1995 FZJ80. Got hit a couple years ago from the side and bent a bunch of steering components. Had the steering gear box replaced with new OEM unit, tie rods replaced with Slee rods and new OEM ends, and alignment. No weird tire wear, no wobbles or vibrations while driving. No issues for a few years. Went through the front end shortly afterward. New everything except axles/birfs, including new OEM rotors and 100-series pads. No issues after for a couple years.

Now, I'm having a slight pulsing when braking. Sometimes. At it's worst, the steering wheel wobbles back and forth a couple inches and gets pretty scary when coming down from moderate speed (<45 mph). It wobbles really hard between maybe 30 mph down to 15 mph, then settles down. No issues with high speed braking so far, but gets pretty violent at times when you are in the zone. Seems to be worse when going downhill and almost always seems to be brought on by downhill braking at stuck-in-traffic speeds. No warning, it just happens.

I can sometimes feel the brakes sort of pulsing under normal braking at very slow speeds (<10 mph) just before a stop, but without any sort of wobble of the steering wheel. Nothing I really feel in the pedal, exactly, but it just sort of feels like the brakes are braking, then easing off, then braking, then easing off. Not ABS pulse. Much slower than that.

The weird part is that if I come to a complete stop and push on the brake pedal as hard as I can, it goes away. Sometimes, I'll have a little residual pulsing, but I can almost always get the hard wobble to disappear by slowly stomping on the pedal. It always goes away eventually and when it's gone, it drives fine. Even when it is wobbling really badly and it seems like I'm not going to stop, extra pressure makes it go away.

The only other brake issue is really poor stopping power overall. Pads look fine. Plenty of life there, and didn't look like any strange wear. Just have to push the pedal really hard. At a stop, pedal is pretty soft. Not spongy like air in the lines, just not much stopping power and a long throw to get any pressure. I can pump the brake pedal a couple times and get a little more stiffness, but the pedal will eventually sink back down a bit. Not all the way to the floor, but a bit.

Getting a little scary. OEM rubber hoses are cracked, but not leaking. Fluid is shot–looks like maple syrup. Both are on the list. Was getting ready to just put in new/reman calipers as a "while I'm in there" at 245,000 miles, but didn't want to just throw money at this problem. Going to at least do new rubber lines, full fluid exchange, and check the pads. Seems like I might as well do the calipers while I'm at it.

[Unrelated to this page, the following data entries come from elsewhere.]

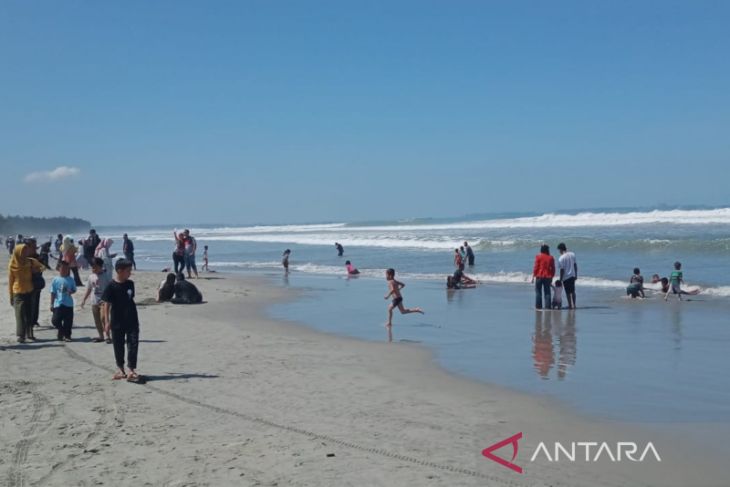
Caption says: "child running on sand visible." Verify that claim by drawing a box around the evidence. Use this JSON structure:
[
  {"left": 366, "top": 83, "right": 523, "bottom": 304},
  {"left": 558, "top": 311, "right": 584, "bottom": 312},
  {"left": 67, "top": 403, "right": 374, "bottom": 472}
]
[
  {"left": 384, "top": 268, "right": 423, "bottom": 328},
  {"left": 101, "top": 259, "right": 140, "bottom": 382}
]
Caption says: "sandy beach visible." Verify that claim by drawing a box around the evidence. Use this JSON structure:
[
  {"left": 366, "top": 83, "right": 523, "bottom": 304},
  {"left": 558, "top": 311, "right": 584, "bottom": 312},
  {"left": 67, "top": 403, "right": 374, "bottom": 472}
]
[{"left": 0, "top": 257, "right": 727, "bottom": 487}]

Cursory check for wheel bearing clunks/looseness don't given any hint of a problem there. I haven't pulled the front apart to really check them, but no issues other than this weird braking issue that seem like loose wheel bearings. No bad tire wear, no noises. No "warped rotor" feeling when driving around normally. When it's fine, it's fine. Just got new tires. No change. Not a wheel balance issue. No loose bolts on the front end last time I checked. I should check again. Just so strange that when it isn't acting up, it drives fine. Ok, it wanders a little. Some of the bushings could be replaced. The rears were horrible and were replaced last year. The fronts are in a box in the garage.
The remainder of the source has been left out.